The only difference between the instruct and base models is that the instruct model’s output is sometimes formatted slightly better. However, in LLaMA, the similarity of the outputs from the base and instruct models is striking.

Differences

  1. ChatGPT vs all LLaMA models: When I interact with ChatGPT, I’m struck by its professional and judgmental tone - it’s like having a knowledgeable mentor who always keeps me in check. In contrast, the LLaMA models exude a friendly and empathetic vibe, which I’ve come to think of as a “BRO Vibe”. They’re more attuned to my emotions and offer advice that feels supportive and non-judgmental. Interestingly, this trend holds true across both the 8B and 70B versions of LLaMA. On the other hand, ChatGPT seemed to be slightly more knowledgeable on some of the very niche science topics than LLaMA.

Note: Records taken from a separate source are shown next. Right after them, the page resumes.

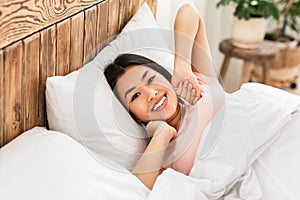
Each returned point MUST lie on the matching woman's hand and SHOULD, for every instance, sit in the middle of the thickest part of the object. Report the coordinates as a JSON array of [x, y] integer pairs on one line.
[[161, 129], [186, 85]]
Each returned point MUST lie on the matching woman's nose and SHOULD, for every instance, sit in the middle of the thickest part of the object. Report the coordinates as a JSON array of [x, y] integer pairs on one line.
[[151, 93]]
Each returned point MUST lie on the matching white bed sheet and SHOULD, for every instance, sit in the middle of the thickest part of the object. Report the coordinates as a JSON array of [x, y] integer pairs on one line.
[[262, 163]]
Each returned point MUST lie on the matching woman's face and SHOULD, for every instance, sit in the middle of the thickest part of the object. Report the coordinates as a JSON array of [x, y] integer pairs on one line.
[[147, 94]]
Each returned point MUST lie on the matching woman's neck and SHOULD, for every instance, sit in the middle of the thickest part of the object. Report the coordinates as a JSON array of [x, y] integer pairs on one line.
[[176, 118]]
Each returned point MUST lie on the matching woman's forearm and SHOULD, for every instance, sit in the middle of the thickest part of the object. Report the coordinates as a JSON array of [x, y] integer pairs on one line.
[[191, 45], [148, 167]]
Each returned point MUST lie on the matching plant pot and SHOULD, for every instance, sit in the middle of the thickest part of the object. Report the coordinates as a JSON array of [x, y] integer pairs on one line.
[[248, 34], [285, 67]]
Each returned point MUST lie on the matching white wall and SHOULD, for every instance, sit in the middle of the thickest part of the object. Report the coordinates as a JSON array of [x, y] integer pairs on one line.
[[218, 26], [218, 21]]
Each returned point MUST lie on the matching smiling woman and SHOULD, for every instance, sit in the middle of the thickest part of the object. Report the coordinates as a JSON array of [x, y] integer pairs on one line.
[[164, 103]]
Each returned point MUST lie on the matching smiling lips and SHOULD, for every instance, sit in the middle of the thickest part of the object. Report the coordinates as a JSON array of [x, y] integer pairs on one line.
[[159, 104]]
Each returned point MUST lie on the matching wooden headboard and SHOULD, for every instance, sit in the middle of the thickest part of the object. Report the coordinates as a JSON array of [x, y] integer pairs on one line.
[[39, 39]]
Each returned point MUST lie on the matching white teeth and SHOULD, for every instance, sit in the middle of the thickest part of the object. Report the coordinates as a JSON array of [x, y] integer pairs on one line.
[[156, 106]]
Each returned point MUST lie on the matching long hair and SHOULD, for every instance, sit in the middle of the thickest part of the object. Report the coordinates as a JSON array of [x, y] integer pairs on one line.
[[114, 70]]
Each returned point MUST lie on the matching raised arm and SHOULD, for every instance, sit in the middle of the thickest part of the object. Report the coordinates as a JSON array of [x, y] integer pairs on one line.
[[192, 52], [191, 43], [148, 167]]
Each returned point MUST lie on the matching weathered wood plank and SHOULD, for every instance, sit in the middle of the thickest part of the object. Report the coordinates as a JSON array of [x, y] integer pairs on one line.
[[90, 34], [63, 47], [12, 91], [1, 97], [20, 18], [123, 14], [133, 7], [76, 41], [152, 4], [102, 17], [113, 16], [47, 67], [30, 81]]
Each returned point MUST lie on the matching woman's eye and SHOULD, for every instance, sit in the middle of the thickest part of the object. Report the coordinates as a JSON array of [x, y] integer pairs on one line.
[[151, 79], [135, 96]]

  2. ChatGPT vs Mixtral: When it comes to output quality, ChatGPT and Mixtral are surprisingly similar. Despite having 175B parameters, ChatGPT’s performance matches Mixtral’s 56B parameters. However, there’s a subtle difference in tone — mixtral strikes a balance between ChatGPT’s lecturing tone and LLaMA’s friendly vibe. While it still judges you, it doesn’t lecture as much. The system prompt might cause this subtle difference. We don’t have control over the system prompt of ChatGPT, but we requested the self-hosted mixtral to answer like a friend. When prompted with unethical scenarios, mixtral tries to convince you that you’re wrong, often leaving me with a sense of guilt.

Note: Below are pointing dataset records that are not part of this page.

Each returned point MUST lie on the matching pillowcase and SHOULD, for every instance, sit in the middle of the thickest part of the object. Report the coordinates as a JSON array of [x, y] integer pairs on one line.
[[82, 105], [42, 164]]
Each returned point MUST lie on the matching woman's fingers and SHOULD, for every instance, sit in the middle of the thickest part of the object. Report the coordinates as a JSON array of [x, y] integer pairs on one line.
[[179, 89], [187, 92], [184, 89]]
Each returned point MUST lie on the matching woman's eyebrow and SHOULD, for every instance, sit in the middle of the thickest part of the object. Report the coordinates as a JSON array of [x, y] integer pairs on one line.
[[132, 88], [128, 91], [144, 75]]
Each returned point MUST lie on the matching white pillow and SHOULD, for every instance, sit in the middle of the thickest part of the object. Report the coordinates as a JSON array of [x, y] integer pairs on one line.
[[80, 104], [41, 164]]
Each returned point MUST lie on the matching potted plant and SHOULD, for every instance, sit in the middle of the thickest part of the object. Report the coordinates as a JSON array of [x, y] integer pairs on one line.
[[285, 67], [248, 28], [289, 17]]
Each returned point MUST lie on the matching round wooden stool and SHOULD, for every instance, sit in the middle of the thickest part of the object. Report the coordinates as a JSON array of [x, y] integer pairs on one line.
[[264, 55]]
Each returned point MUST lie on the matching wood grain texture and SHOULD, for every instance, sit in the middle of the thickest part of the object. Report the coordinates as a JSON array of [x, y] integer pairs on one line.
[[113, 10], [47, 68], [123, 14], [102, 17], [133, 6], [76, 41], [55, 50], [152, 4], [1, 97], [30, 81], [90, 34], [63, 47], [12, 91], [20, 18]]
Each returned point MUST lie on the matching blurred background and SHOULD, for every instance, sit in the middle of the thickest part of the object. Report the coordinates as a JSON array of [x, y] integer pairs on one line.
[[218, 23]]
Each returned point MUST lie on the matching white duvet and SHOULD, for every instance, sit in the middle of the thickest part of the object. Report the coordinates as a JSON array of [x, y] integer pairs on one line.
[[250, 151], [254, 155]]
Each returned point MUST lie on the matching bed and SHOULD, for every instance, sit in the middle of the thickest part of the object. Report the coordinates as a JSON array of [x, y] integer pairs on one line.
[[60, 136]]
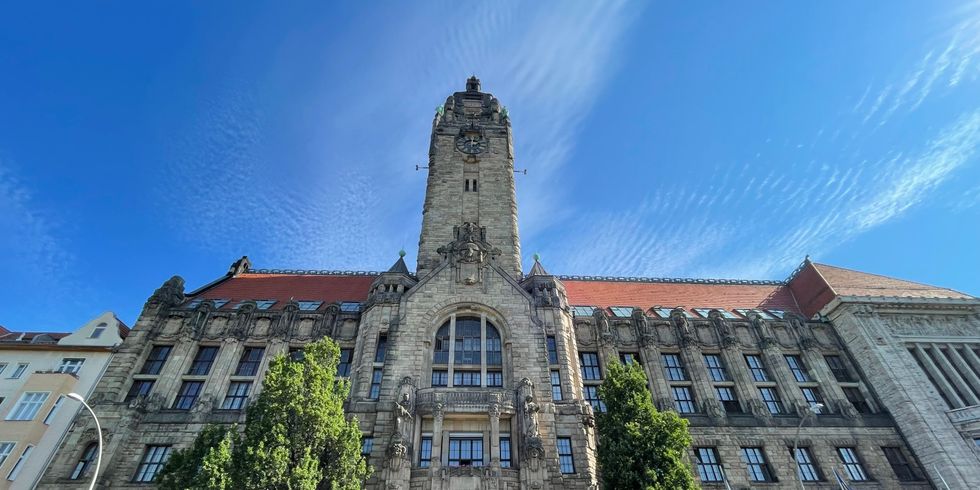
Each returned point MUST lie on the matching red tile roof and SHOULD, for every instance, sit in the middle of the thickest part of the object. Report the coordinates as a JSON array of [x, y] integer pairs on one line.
[[690, 295], [283, 287], [815, 285]]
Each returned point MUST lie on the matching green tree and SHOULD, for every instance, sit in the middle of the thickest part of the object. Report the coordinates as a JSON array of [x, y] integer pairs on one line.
[[296, 436], [639, 446]]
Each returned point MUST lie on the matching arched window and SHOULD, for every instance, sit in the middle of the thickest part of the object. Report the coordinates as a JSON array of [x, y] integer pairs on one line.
[[476, 358], [85, 462]]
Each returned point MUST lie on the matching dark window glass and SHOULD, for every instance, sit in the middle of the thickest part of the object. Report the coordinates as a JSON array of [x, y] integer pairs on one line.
[[709, 470], [798, 369], [857, 399], [903, 469], [716, 368], [248, 365], [156, 359], [382, 350], [84, 462], [592, 396], [494, 357], [440, 377], [673, 367], [188, 394], [555, 386], [203, 360], [466, 378], [467, 341], [771, 398], [343, 367], [757, 368], [726, 395], [425, 452], [441, 351], [552, 350], [837, 366], [805, 467], [590, 365], [683, 401], [375, 384], [756, 464], [141, 387], [566, 462], [465, 451]]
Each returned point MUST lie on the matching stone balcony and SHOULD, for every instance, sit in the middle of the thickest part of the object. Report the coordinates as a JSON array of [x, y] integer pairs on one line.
[[465, 400]]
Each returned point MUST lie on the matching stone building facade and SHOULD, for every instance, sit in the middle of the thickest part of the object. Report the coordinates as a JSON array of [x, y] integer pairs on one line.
[[470, 374]]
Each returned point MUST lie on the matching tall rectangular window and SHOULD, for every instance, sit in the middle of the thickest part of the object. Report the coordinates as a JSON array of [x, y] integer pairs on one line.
[[28, 405], [673, 367], [203, 360], [343, 367], [812, 397], [382, 350], [852, 465], [140, 387], [716, 368], [683, 401], [189, 391], [465, 451], [555, 385], [857, 399], [590, 365], [756, 464], [20, 463], [237, 395], [566, 462], [425, 452], [771, 398], [505, 461], [552, 350], [154, 457], [71, 365], [726, 395], [798, 369], [248, 364], [592, 396], [805, 466], [156, 359], [756, 367], [903, 469], [376, 376], [709, 470], [837, 366]]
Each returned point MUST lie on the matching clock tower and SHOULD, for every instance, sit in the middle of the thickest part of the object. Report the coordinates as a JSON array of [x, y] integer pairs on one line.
[[471, 179]]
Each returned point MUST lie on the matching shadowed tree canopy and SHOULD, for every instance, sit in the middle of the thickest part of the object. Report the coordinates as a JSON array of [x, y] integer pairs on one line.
[[295, 436], [639, 446]]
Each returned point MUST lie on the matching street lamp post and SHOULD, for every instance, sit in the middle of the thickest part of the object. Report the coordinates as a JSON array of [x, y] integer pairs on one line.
[[98, 430], [813, 409]]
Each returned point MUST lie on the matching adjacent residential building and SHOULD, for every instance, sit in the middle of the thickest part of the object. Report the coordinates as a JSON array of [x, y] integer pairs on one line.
[[37, 371], [470, 373]]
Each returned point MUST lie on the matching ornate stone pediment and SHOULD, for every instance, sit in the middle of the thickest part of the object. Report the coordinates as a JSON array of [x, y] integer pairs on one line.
[[469, 253]]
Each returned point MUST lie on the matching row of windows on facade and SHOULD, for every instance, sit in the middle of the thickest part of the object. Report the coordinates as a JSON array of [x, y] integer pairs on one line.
[[711, 470], [265, 304], [683, 398], [664, 312]]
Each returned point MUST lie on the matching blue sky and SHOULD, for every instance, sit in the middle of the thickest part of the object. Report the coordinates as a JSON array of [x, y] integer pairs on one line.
[[710, 139]]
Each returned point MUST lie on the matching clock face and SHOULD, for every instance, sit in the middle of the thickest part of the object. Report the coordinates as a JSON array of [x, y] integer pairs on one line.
[[471, 140]]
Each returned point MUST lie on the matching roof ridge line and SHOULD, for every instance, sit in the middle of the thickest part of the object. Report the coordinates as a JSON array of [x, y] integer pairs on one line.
[[676, 280]]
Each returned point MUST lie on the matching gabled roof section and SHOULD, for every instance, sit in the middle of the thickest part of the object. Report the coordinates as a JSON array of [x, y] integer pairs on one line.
[[284, 286], [815, 285], [647, 293]]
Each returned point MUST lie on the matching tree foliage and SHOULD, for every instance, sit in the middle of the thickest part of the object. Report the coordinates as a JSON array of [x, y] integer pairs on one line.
[[639, 446], [295, 436]]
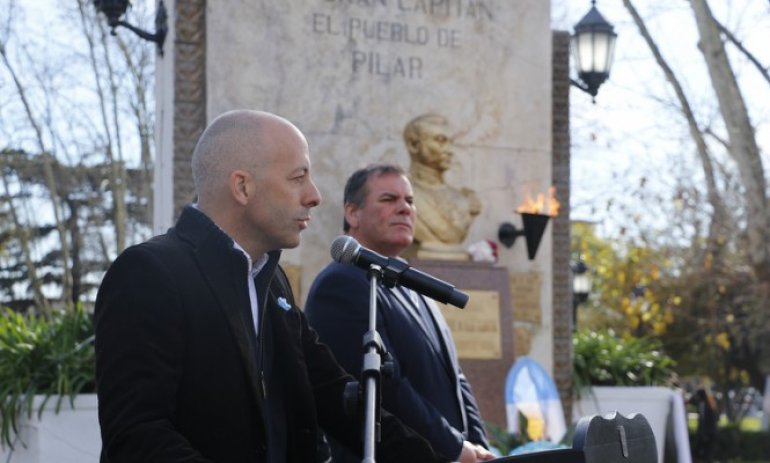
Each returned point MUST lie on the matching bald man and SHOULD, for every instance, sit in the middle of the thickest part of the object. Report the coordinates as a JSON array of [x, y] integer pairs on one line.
[[201, 354]]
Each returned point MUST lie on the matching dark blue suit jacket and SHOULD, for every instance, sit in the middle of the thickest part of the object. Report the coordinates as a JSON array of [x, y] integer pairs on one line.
[[428, 390], [181, 376]]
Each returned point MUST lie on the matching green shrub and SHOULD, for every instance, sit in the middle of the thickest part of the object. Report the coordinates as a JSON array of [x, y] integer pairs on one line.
[[604, 359], [51, 356]]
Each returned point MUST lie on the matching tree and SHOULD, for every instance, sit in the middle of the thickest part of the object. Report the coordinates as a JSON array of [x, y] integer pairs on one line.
[[70, 167]]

  3. LLaMA vs Mixtral: As said above, Mixtral and ChatGPT outputs are pretty similar. If one wants a self-hosted LLM that is as close to ChatGPT as possible, Mixtral is the way to go. On the other hand, LLaMA behaves as a friend.

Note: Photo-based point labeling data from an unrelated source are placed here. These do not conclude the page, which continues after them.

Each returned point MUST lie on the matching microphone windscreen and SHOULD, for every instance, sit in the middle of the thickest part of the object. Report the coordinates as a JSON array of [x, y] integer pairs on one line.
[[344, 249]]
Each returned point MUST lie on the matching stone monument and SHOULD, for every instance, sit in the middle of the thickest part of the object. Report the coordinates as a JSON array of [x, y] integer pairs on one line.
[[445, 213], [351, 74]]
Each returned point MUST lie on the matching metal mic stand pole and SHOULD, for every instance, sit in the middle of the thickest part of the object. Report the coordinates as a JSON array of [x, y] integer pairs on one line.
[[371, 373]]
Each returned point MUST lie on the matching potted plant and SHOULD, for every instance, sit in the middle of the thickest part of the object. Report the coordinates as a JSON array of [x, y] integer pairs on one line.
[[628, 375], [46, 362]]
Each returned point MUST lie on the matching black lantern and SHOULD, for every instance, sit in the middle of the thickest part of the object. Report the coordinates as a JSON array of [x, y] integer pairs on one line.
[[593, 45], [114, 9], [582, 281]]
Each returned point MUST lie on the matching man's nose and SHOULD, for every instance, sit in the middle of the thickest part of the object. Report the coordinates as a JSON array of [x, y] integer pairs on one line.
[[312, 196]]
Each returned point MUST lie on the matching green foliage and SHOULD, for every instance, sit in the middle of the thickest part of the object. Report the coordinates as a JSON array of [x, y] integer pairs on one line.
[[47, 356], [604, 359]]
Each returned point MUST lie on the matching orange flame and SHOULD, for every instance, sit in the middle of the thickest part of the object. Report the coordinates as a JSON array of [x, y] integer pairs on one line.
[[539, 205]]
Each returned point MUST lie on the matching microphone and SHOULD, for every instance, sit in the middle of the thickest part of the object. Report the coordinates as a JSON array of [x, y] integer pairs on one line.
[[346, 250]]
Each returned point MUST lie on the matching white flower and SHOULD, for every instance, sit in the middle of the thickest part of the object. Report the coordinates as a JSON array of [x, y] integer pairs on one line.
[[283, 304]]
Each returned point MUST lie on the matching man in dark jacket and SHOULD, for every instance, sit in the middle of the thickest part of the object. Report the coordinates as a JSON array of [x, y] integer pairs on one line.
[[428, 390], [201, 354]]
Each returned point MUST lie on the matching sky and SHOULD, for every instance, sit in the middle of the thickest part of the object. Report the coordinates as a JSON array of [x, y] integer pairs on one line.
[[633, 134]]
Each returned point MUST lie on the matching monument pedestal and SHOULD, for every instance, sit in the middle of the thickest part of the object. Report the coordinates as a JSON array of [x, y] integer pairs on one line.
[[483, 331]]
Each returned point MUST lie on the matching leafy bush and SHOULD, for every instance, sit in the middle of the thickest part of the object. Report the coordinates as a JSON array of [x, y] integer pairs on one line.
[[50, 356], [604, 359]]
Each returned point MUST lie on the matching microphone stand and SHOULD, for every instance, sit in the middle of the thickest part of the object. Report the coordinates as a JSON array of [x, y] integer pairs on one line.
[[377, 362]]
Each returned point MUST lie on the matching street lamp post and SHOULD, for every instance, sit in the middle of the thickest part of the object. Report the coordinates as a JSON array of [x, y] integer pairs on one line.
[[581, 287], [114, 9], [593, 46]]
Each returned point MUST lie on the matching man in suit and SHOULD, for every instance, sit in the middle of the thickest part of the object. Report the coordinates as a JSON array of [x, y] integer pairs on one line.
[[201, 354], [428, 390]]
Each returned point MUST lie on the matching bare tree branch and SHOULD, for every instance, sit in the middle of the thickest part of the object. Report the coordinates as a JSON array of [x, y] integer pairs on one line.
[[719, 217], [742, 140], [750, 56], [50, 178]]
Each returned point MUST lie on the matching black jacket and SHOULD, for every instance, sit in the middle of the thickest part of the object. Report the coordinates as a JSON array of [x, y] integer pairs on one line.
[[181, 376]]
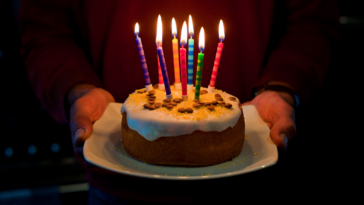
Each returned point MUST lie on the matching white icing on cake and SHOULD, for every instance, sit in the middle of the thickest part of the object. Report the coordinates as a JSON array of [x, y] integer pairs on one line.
[[152, 124]]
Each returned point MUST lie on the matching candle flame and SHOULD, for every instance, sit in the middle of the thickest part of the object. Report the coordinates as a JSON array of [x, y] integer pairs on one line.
[[201, 42], [174, 28], [136, 30], [159, 31], [221, 31], [184, 34], [190, 27]]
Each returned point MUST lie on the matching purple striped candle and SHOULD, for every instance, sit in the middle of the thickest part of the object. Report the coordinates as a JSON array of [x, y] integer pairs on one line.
[[143, 61]]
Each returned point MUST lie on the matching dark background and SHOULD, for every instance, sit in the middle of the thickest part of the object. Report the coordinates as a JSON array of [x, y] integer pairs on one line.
[[328, 125]]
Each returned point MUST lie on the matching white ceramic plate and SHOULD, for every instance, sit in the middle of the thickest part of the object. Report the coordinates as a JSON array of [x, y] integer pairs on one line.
[[104, 149]]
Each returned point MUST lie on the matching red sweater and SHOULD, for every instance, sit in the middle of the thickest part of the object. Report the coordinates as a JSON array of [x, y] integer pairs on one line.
[[66, 42]]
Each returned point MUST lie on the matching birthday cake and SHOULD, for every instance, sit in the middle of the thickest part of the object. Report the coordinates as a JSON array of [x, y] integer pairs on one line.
[[175, 132]]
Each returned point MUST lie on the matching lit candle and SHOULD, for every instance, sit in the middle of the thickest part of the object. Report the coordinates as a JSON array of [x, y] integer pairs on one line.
[[191, 43], [183, 61], [148, 84], [201, 45], [162, 60], [160, 76], [177, 81], [211, 87]]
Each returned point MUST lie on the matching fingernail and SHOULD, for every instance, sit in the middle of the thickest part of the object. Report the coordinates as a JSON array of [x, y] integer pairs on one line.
[[79, 133], [284, 140]]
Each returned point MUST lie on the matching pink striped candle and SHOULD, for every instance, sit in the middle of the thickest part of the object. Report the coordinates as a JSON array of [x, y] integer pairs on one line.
[[183, 61], [160, 75], [177, 81], [148, 84], [220, 46], [162, 61]]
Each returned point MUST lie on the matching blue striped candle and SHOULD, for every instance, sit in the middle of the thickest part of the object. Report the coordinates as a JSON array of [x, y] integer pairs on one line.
[[164, 73]]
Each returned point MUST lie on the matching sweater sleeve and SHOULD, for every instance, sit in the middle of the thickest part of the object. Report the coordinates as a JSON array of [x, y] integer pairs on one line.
[[303, 35], [52, 53]]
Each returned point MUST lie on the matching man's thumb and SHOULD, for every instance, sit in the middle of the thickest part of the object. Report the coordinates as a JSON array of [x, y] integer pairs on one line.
[[81, 128]]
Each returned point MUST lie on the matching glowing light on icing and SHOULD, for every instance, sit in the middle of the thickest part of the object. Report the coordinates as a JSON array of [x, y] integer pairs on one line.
[[136, 29]]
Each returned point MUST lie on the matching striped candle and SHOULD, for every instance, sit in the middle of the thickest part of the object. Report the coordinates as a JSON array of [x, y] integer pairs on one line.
[[191, 43], [164, 72], [216, 64], [142, 59], [162, 61], [160, 76], [200, 64], [220, 46], [183, 62], [199, 75], [177, 77]]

  4. Mixtral 8x7B vs 8x22B (both Instruct): The outputs from these two models are remarkably similar, making it challenging to find differences. However, upon close inspection, I’ve noticed that the 7B model struggles slightly with adhering to specific instructions. In contrast, the 22B model performs this task marginally better. Additionally, the 22B model sometimes exhibits a better memory for previous instructions than the 7B model, which seems to forget them more easily.
  5. LLaMA 3 8B vs 70B: The outputs from these models are generally similar in their empathetic tone, but they do have a lot of differences. As we go from the 8B to the 70B model, the judgemental tone decreases significantly. The 70B model is more empathetic and understanding. This is true so much so that the 70B model is practically like an uncensored LLM. The outputs from the 70B model are more detailed whenever required and concise when not required. The 8B model, on the other hand, just gives general advice and moves on.
  6. LLaMA 3 70B vs all others on it ASKING QUESTIONS: One fascinating thing I noticed in the LLaMA model is that it always asks some very relevant and thought-provoking questions to the user at the end of the conversation. This is done by both the LLaMA 3 70B and LLaMA 3 70B Instruct models, but not by the 8B ones, neither the mixtral ones and definitely not by ChatGPT. Although these models sometimes do ask questions, the questions seem very mechanical and uninteresting. For instance, if I tell LLaMA to write a program but forget to provide details about a specific part, it will typically point out the omission before starting to write the code. In contrast, the other models tend to make assumptions and begin writing the program. This unique aspect of LLaMA 3 70B makes interacting with it feel remarkably human-like - as if I’m conversing with someone genuinely interested in the topic.